Not Investing for Your Future
When you’re in your early twenties, retirement might seem like a faraway dream. But, due to the power of compound interest, investing in your twenties is extremely beneficial for your retirement goals.
If you have a job with benefits after graduating from college, it’s important to invest in your retirement plan, especially if your company issues a company match. Essentially, the earlier you start investing, the better off you’ll be. A company match is essentially free money for your future, so take advantage of it if you can.
Racking Up High-Interest Debt
Adulthood comes with many freedoms, but it also comes with responsibilities. You learn how to pay your bills on time, how credit scores work, and you can likely access some form of credit if you need to.
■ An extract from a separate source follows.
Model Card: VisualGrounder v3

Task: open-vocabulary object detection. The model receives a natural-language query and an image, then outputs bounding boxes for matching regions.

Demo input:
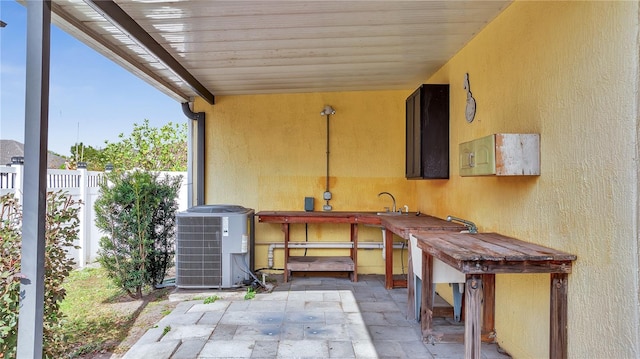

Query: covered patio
[19,0,640,358]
Still, many new graduates fall into the trap of accruing credit card debt. According to WalletHub, the average interest rate on existing credit cards is 21.19%, which means if you don’t pay off your balance in full each month, your balance will increase at a rapid rate.
Ultimately, having high-interest debt can prevent you from reaching many of your other financial goals, so it’s best to avoid it.
Not Learning How To Negotiate
When you get your first job, it can be easy to be so swept up in the process that you fail to negotiate your starting salary. However, your starting salary will be the base for all future progress in your career. That’s why it’s so important to learn how to negotiate early on in your career.
In order to negotiate effectively, research salary averages for your job title in your geographic area. Remember, you can negotiate more than just your salary too. For example, you can ask for more vacation time or other benefits.
Negotiating might seem uncomfortable at first, but it’s a valuable skill that will serve you well throughout your career.
Graduating from college is an important life milestone. It can be an exciting time, but also an uncertain one too.
If you get a job right out of college, being aware of the money mistakes above can help you to avoid financial hardship not only now but later in life too.
If you form good financial habits now, in your 20s, you can set yourself up for significant financial success in the future.